Joe Biden Drifts to Wherever the Center of the Democratic Party Is

Former Vice President Joe Biden speaks at the Democratic presidential candidates debate in Detroit, Mich., July 31, 2019. (Lucas Jackson/Reuters)

McClatchy News Service takes a deep look at the policy proposals of Joe Biden and concludes, “From health care to climate change to criminal justice, Biden has proposed ideas more ambitious and liberal than policies supported by Hillary Clinton in the 2016 campaign.” They accurately observe, “Biden is labeled a moderate.

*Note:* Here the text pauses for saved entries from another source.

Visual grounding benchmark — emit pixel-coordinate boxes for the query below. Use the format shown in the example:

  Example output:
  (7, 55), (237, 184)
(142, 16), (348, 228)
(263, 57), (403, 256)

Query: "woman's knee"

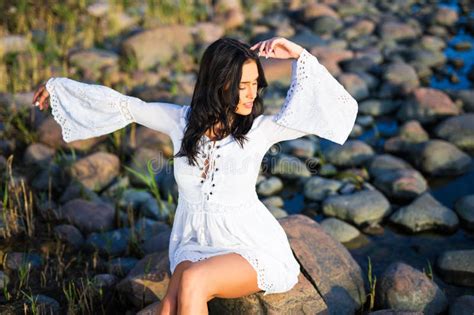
(178, 266), (206, 299)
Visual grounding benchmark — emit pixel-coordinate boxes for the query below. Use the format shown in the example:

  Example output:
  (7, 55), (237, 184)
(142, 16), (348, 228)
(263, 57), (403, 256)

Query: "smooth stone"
(454, 195), (474, 230)
(323, 190), (391, 226)
(389, 192), (459, 233)
(435, 113), (474, 151)
(257, 176), (283, 196)
(304, 176), (342, 201)
(53, 224), (84, 249)
(107, 257), (138, 277)
(449, 295), (474, 315)
(323, 140), (374, 167)
(61, 199), (115, 234)
(436, 249), (474, 287)
(411, 140), (472, 176)
(320, 218), (360, 243)
(376, 262), (448, 314)
(279, 214), (366, 314)
(69, 152), (120, 191)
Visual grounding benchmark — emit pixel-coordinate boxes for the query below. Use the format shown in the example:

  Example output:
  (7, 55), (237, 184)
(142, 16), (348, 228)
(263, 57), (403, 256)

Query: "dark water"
(283, 1), (474, 301)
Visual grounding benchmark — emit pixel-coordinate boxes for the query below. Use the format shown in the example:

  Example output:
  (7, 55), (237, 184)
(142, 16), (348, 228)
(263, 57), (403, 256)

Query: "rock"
(323, 140), (374, 167)
(257, 176), (283, 196)
(25, 294), (61, 315)
(376, 262), (448, 314)
(23, 143), (55, 167)
(300, 2), (339, 22)
(142, 230), (171, 254)
(304, 176), (342, 201)
(92, 273), (118, 289)
(279, 214), (366, 314)
(338, 73), (369, 101)
(271, 153), (311, 178)
(432, 7), (458, 26)
(435, 113), (474, 151)
(3, 252), (43, 271)
(54, 224), (84, 249)
(85, 228), (131, 256)
(260, 196), (285, 208)
(359, 99), (399, 116)
(381, 62), (420, 97)
(390, 192), (459, 232)
(59, 181), (103, 204)
(369, 154), (428, 200)
(107, 257), (138, 278)
(280, 138), (319, 158)
(0, 35), (30, 56)
(116, 251), (171, 307)
(436, 249), (474, 287)
(62, 199), (115, 234)
(323, 190), (390, 226)
(411, 140), (471, 176)
(193, 22), (225, 44)
(310, 16), (343, 35)
(454, 195), (474, 230)
(69, 48), (119, 80)
(400, 120), (430, 143)
(377, 21), (420, 41)
(321, 218), (360, 243)
(397, 87), (459, 123)
(122, 25), (193, 70)
(0, 271), (10, 290)
(449, 295), (474, 315)
(70, 152), (120, 191)
(368, 309), (425, 315)
(342, 19), (375, 40)
(449, 90), (474, 113)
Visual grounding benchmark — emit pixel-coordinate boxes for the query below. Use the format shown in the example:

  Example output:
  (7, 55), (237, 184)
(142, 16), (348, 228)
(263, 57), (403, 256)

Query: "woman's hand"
(250, 37), (304, 59)
(33, 84), (49, 110)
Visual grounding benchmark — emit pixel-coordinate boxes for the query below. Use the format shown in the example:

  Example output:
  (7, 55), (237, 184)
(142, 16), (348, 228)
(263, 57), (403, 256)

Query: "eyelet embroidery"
(274, 49), (358, 146)
(46, 78), (135, 142)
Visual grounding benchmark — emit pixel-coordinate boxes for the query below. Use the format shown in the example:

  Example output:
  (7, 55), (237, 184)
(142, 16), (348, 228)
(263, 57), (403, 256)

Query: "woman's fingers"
(39, 91), (49, 110)
(33, 85), (44, 104)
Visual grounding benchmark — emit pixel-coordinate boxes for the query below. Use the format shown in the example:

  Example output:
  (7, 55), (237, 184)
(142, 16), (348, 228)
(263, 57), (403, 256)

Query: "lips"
(244, 101), (253, 108)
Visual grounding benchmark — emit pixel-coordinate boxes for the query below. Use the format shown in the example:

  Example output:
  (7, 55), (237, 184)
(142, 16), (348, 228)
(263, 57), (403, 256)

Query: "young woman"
(33, 37), (357, 314)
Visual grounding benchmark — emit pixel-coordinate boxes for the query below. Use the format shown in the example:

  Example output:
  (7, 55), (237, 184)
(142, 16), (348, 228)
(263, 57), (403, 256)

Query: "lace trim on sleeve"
(46, 78), (135, 142)
(274, 49), (358, 144)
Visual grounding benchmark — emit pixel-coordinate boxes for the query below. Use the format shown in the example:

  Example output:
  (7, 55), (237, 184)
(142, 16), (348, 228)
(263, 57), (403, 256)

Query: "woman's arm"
(33, 77), (182, 142)
(253, 38), (358, 145)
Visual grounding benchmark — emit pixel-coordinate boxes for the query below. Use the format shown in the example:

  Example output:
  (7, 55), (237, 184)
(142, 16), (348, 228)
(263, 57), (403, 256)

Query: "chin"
(236, 107), (253, 116)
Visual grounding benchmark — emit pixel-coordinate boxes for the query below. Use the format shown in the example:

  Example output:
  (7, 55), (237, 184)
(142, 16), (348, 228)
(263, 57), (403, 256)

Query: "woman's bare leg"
(178, 253), (261, 315)
(157, 260), (193, 315)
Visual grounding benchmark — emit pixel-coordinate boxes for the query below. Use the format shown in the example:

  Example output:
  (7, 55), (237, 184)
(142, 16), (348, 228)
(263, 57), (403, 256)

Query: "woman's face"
(235, 59), (258, 115)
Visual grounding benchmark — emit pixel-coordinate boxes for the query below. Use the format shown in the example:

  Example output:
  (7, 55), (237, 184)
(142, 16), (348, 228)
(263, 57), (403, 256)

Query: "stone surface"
(279, 214), (366, 314)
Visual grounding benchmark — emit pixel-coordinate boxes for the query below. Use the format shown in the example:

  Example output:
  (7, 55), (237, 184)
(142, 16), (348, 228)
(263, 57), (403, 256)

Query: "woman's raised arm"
(254, 40), (358, 145)
(33, 77), (182, 142)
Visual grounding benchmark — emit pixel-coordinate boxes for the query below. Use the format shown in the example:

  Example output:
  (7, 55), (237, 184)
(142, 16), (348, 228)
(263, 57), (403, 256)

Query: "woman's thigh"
(166, 260), (193, 298)
(182, 253), (261, 301)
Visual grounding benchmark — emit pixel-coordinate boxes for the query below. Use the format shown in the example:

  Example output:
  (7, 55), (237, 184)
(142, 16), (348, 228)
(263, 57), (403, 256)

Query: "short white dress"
(46, 50), (358, 295)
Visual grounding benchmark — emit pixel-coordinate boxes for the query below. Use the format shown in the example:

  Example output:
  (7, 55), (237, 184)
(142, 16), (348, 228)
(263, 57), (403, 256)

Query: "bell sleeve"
(46, 77), (182, 143)
(263, 49), (358, 145)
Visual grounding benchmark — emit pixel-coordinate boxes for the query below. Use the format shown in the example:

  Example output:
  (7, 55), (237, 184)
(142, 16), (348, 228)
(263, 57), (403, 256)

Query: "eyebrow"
(240, 76), (258, 83)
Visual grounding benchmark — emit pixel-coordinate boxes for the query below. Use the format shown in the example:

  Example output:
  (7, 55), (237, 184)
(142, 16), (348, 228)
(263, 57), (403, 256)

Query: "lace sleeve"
(263, 49), (358, 145)
(46, 78), (181, 142)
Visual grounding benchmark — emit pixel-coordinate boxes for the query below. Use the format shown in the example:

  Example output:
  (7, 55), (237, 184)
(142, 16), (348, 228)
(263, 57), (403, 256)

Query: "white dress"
(46, 50), (358, 295)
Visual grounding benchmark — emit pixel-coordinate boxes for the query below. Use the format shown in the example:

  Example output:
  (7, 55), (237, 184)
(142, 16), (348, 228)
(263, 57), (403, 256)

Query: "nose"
(247, 86), (257, 100)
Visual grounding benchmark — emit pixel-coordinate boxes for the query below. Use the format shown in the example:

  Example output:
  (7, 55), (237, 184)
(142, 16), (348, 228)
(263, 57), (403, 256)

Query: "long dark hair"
(175, 37), (267, 165)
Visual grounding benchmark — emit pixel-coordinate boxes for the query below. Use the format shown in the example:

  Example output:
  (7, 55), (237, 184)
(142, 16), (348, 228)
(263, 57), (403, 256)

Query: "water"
(283, 1), (474, 306)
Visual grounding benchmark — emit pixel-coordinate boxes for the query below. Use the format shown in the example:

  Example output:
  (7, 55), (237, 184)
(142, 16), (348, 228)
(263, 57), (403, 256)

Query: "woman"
(33, 37), (357, 314)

But his agenda is far more liberal than Hillary Clinton’s.”

(This, of course, assumes Biden has bothered to read his own policy platform.)

Those of us who reviewed the former vice president’s lengthy career way back at the beginning of this cycle noticed that Biden never really stood near the middle of the ideological spectrum; he stood near the middle of the Democratic party. Biden’s allegedly “conservative” positions were simply popular ones that had been adopted by many Democrats. When Biden was boasting about how tough his crime bill was, everybody on both sides of the aisle wanted to be seen as tough on crime.

In his 2007 memoir Promises to Keep, Biden described his own ideology at the start of his career:

The reporters were sure I was a liberal. Senators such as Hubert Humphrey and Ed Muskie thought I’d be with them in every liberal cause. But the voters who had been paying attention in Delaware in 1972 knew I wasn’t going to be an ideologue. I’d run with George McGovern on tax fairness and protecting the environment and ending the bloodletting in Vietnam. I didn’t see the war as a moral issue but as a stupid waste of lives and money based on a faulty premise. And I made it clear that I honored the goals of Roosevelt’s New Deal and Truman’s Fair Deal and Johnson’s Great Society, but I also made it clear that I didn’t intend to be a rubber stamp on programs that no longer worked.

I’d also run away from a lot of the McGovern wing. I was skeptical about busing as a plausible solution to de facto segregation in the schools, and I would occasionally get an earful from young Democrats who didn’t like my opposition to legalization of marijuana and amnesty for draft dodgers. How many people were really affected by that?

The Washington Post reviewed Biden’s Senate years and found that “over the course of his Senate career, Biden was generally at or about the 25 most liberal members of the Senate, according to Voteview’s scale . . . Among Senate Democrats, Biden generally was found right in the middle of the pack, as Voteview analyzed the votes.” Biden’s lifetime rating from the American Conservative Union is 12.67 out of a possible 100. For a guy who keeps getting called a centrist, that’s not really all that centrist!

So no, Joe Biden is not Bernie Sanders. But if you’re worried about the Democrats being too far to the left for your tastes, it’s fair to wonder how much a President Biden would stand up to his own party or veto legislation that Democratic majorities would send to him. Biden disagrees with the left wing of his party here and there, but he doesn’t believe he was put on this earth to be a bulwark against them.

As the primary is already demonstrating, when push comes to shove, Biden will change his position to please progressives — suddenly opposing the Hyde Amendment, declaring he regrets supporting the Anti-Drug Abuse Act of 1988, and now opposing capital punishment. As the Democratic party as a whole moves to the left, Biden will move to the left with it.